The long-awaited changes to the UAE Federal Law no.2 of 2015, commonly known as the Companies Law (the “Law”), have been finally published in the Official Gazette on the 2nd of January 2021. The UAE Federal Degree No. 26 of 2020 on the amendment of certain provision of the UAE Federal Law no.2 of 2015 concerning Commercial Companies approved on 27 September 2020 (the “New Regulations”) goes to replace and amend certain provisions of the Law and repels the UAE Federal Decree 19 of 2018 regarding Foreign Direct Investment.

The major amendments brought by the New Regulations are:

(a) the abolishing of the requirement for certain types of companies to have a national service agent;

(b) the possibility of 100% foreign ownership for companies conducting “activities of strategic effect”;

(c) the introduction of specific governance requirements for all companies, not only for regulated entities such as public or private joint stock companies; and

(d) the requirement for all companies to have dispute resolution provision clauses added to their memorandum and/or articles of association.

Among the amendments made by the New Regulations we find:

(i) amendments in respect of the organization, incorporation, and public subscription of shares for public and private joint stock companies and certain changes have been made to the quorums required for calling, attendance and resolutions passed at a General Assembly Meeting.

(a)All shareholders owning 10% or more of the share capital of a company must be now invited to a General Assembly Meeting as opposed to 25% as required by the Law; and (b) Quorum of a General Assembly Meeting is deemed to be 50% of the shareholders compared to 75% required by the Law).

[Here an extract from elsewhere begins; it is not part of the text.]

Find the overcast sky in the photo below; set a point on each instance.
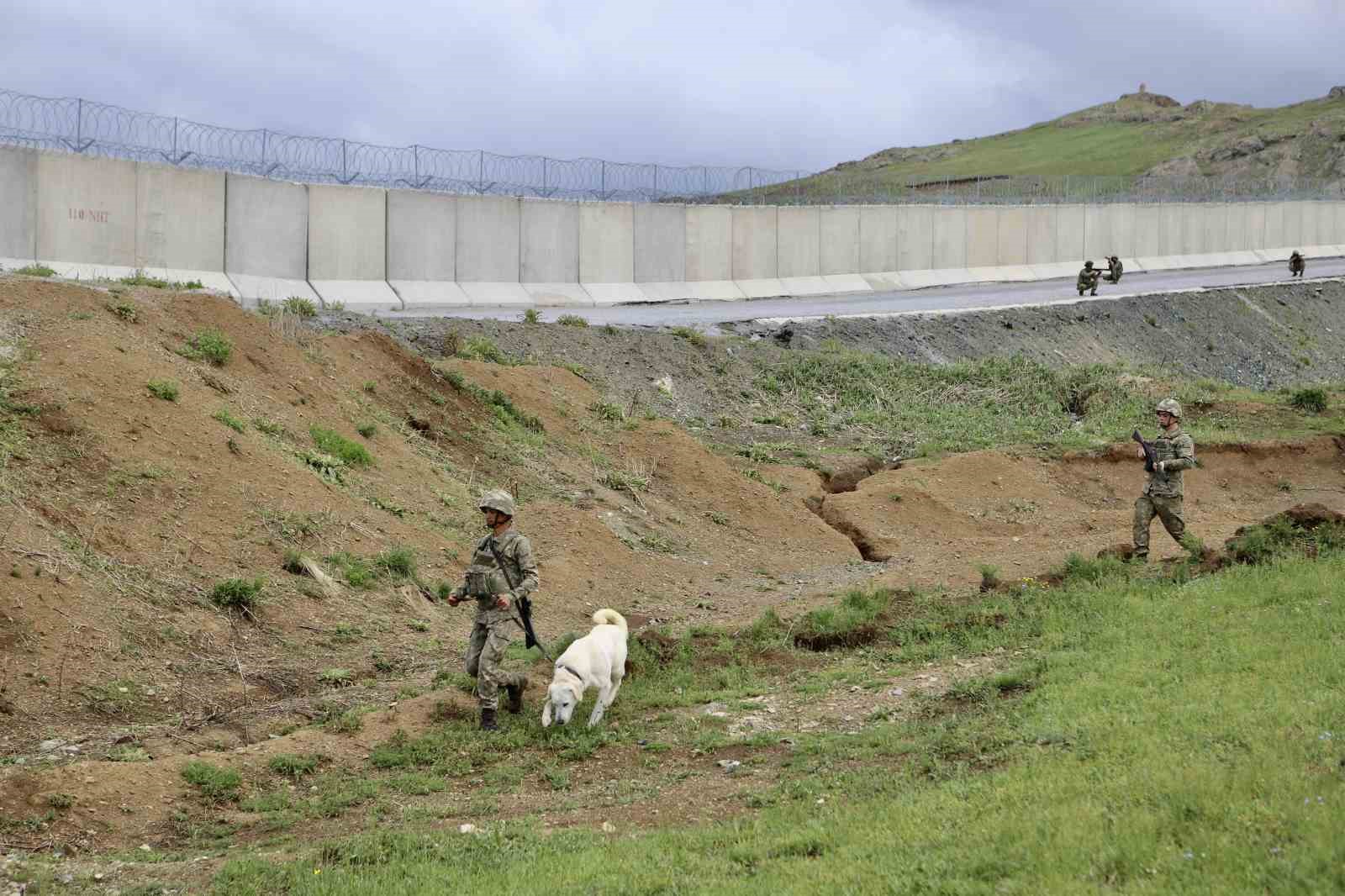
(783, 84)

(ii) a requirement to submit the invitation to the General Assembly Meeting to the shareholders and the Competent Authority 21 days prior to the date of the meeting (as opposed to 15 days) and specific provisions regarding the contents of the invitation have been introduced. In an effort to ensure continuity of business the New Regulations provide for acceptance of General Assembly Meetings to be “held via modern technology methods” thus making it possible for meetings to be held via videoconferencing; and

(iii) several provisions regarding applicable fines, such as: (a) where the fine for late adjustment of a company’s status has been diminished from AED 2000 to AED 100/ day; and (b) a new fine has been introduced in instances of violation of the rules and procedures applicable to acquisitions in addition to the existing penalties listed in art 293 of the Law.

How Do The New Regulations Impact You?

  1. If your company has a branch opened under any of the Department of Economic Development authorities in the UAE (“DED”) or if you have a civil company registered under DED, you will no longer be required to have a national service agent (Art. 329). You will be able to change your company’s registration within 6 months after the publication of the New Regulations in the Official Gazette.
  2. In accordance with the provisions related to “activities of strategic effect” (Art.10) and pending approval from the relevant Committee established to review such applications, a foreign investor may be allowed to incorporate or register companies under DED without the requirement to partner up with an UAE national. The New Regulations state that the Committee may approve the waiver of the requirement for a UAE national shareholder in whole or in part. The provision for the requirement to have a specific percentage of UAE nationals extends to Boards of Directors of companies (Art. 151). The Competent Authority will decide on the percentage of UAE Nationals mandatory upon formation of the Board of Directors of a company. Depending on your company, its activity, legal structure and legal requirements associated with the legal structure, you may be able to request for such waivers in relation to the shareholding structure and Board composition.
  3. The Competent Authority is due to publish certain governance regulations (Art.6) to include rules, controls and provisions that companies (with the exception of Public Joint Stock Companies) will be required to incorporate in their day-to-day operations. These will have to be included in your company’s existing internal policies.
  4. You will also have to amend your existing memorandum and/or articles of association to include dispute resolution provisions providing “for the means of settling the disputes that arise between the company and any of its directors or that arise among the shareholders as a result of the company’s businesses” (Art. 73).

The New Regulations are a step forward towards attracting more foreign investors to the UAE providing easier access to the market and fewer registration restrictions.